Lately I’ve been on the path of producing nut-free snacks for our spunky little girl.
To be clear, she has no nut allergies and enjoys nutty snacks regularly (hence they appear in many of my recipes). However she recently started attending kindergarten and as like most kindys, her’s is a nut-free zone for the safety of all children present. Suddenly most of my go-to items were ruled out of featuring in her snack box so we went back to the recipe drawing board.
I mentioned on my previous donut recipe how much our small Miss loves pitching in with baking, particularly donuts, so it seemed natural to start there – after all, who wouldn’t love a donut in your kindy box?!
Sidenote: If you’re not requiring your donut snack to be nut-free, try adding a handful of chopped walnuts to the mix, they go perfectly with the flavours here 🙂
Banana Cinnamon Donuts (makes approx 10 in my donut maker)
2 large bananas, roughly broken
2 tbsp pure maple syrup or honey – optional (you may wish to use less depending on the ripeness of your bananas)
2 tbsp full-fat coconut milk (or cows milk if you tolerate dairy)
1 tsp vanilla extract
4 tbsp coconut flour
1 1/2 tsp cinnamon
1/2 tsp baking soda
1/4 cup chopped dark chocolate (70% cocoa solids or higher)
1/4 cup dried fruit, such as raisins or chopped apricots/dates
1/4 cup diced fresh banana
Preheat your donut maker. Alternatively, preheat your oven to 180’C and grease some mini muffin or donut moulded trays with coconut oil.

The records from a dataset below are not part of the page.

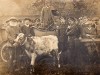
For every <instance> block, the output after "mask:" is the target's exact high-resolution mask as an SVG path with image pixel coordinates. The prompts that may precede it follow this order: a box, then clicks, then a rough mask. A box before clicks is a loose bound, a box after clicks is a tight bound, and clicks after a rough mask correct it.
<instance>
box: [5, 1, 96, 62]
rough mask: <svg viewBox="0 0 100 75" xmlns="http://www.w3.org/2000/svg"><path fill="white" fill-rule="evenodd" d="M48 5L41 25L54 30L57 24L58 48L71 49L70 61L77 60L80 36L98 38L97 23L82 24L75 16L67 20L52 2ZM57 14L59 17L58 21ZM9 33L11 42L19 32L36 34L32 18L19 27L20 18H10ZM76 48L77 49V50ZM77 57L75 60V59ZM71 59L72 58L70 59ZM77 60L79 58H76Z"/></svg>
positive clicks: (41, 11)
mask: <svg viewBox="0 0 100 75" xmlns="http://www.w3.org/2000/svg"><path fill="white" fill-rule="evenodd" d="M45 4H46V5H45V6H44V7H43V8H42V11H41V17H40V22H41V24H40V25H41V27H42V28H43V29H44V30H45V29H46V30H53V27H54V26H55V25H56V27H57V26H58V27H57V32H58V41H59V42H58V48H59V51H65V50H69V51H70V53H71V56H70V57H72V58H71V60H72V59H73V61H71V62H69V63H74V61H75V60H76V54H77V49H79V48H80V42H79V41H80V40H79V39H80V38H96V37H97V28H96V25H95V24H94V23H92V22H90V21H87V22H85V23H84V24H82V25H81V23H80V22H81V20H80V22H78V20H77V19H76V18H74V17H70V18H68V19H67V20H66V19H64V18H63V17H62V16H61V15H59V12H58V11H57V10H55V9H54V8H53V7H52V6H51V5H50V2H48V1H46V3H45ZM55 16H56V17H57V19H56V21H54V20H55ZM7 23H8V26H7V29H6V30H7V33H8V39H9V42H10V43H11V44H13V41H14V39H15V37H16V36H17V34H19V33H20V32H21V33H24V34H25V36H26V37H31V36H35V33H34V28H33V26H32V25H31V19H29V18H25V19H24V20H23V23H24V25H23V26H21V25H20V27H19V25H18V20H16V19H10V20H8V21H7ZM75 50H76V51H75ZM74 58H75V60H74ZM69 61H70V59H69ZM76 61H77V60H76Z"/></svg>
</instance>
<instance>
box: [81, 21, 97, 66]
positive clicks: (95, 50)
mask: <svg viewBox="0 0 100 75" xmlns="http://www.w3.org/2000/svg"><path fill="white" fill-rule="evenodd" d="M85 25H86V27H83V29H82V38H84V39H93V38H96V37H97V30H96V27H95V25H94V23H93V22H92V21H87V22H86V23H85ZM84 45H85V46H86V47H87V51H88V53H89V62H90V64H94V63H96V61H97V60H96V57H97V54H96V49H98V48H97V46H96V47H94V46H95V43H94V41H93V42H88V41H87V42H86V43H85V44H84Z"/></svg>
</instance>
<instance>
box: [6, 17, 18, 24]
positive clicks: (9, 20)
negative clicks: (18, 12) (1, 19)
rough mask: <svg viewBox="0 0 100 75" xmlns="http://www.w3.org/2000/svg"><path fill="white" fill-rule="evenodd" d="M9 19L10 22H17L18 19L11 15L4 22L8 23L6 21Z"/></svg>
mask: <svg viewBox="0 0 100 75" xmlns="http://www.w3.org/2000/svg"><path fill="white" fill-rule="evenodd" d="M10 21H12V22H17V21H18V20H17V18H15V17H11V18H9V19H8V20H7V21H6V23H8V22H10Z"/></svg>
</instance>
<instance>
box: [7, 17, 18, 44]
mask: <svg viewBox="0 0 100 75" xmlns="http://www.w3.org/2000/svg"><path fill="white" fill-rule="evenodd" d="M7 23H8V26H7V28H6V31H7V33H8V40H9V41H10V43H13V41H14V39H15V37H16V35H17V34H18V33H19V32H20V28H19V26H18V21H17V19H15V18H12V19H10V20H8V21H7Z"/></svg>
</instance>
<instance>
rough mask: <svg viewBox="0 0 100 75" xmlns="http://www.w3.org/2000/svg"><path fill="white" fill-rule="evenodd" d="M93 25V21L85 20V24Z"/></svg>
mask: <svg viewBox="0 0 100 75" xmlns="http://www.w3.org/2000/svg"><path fill="white" fill-rule="evenodd" d="M90 24H91V25H92V24H93V22H92V21H87V22H85V25H90Z"/></svg>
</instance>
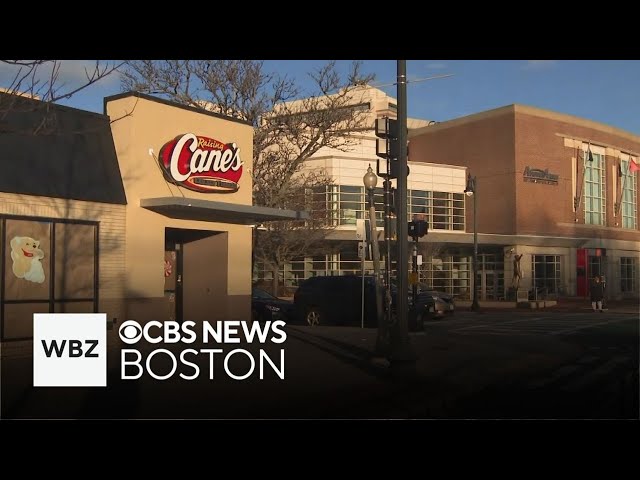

Place the bananas, syrup (or honey), eggs, coconut milk, and vanilla in a large bowl. Blitz with a stick blender to smooth. (if you don’t have a stick blender, use a stand blender or food processor).
Sift in the coconut flour, cinnamon, and baking soda. Stir together by hand until well mixed. If you’re using the optional extras, chuck them in now and give a quick stir through.
To cook, either pipe or spoon into the donut moulds and cook as per your manufacturers instructions (until golden brown in colour). Repeat until you have used all the mixture.
If using the oven, spoon the mixture into your prepared trays and bake for 10-15 mins, until turning golden brown in colour.
Remove to cool on a wire rack.
Once cool, store in an airtight container. Will keep well for 3 days (or you can freeze them).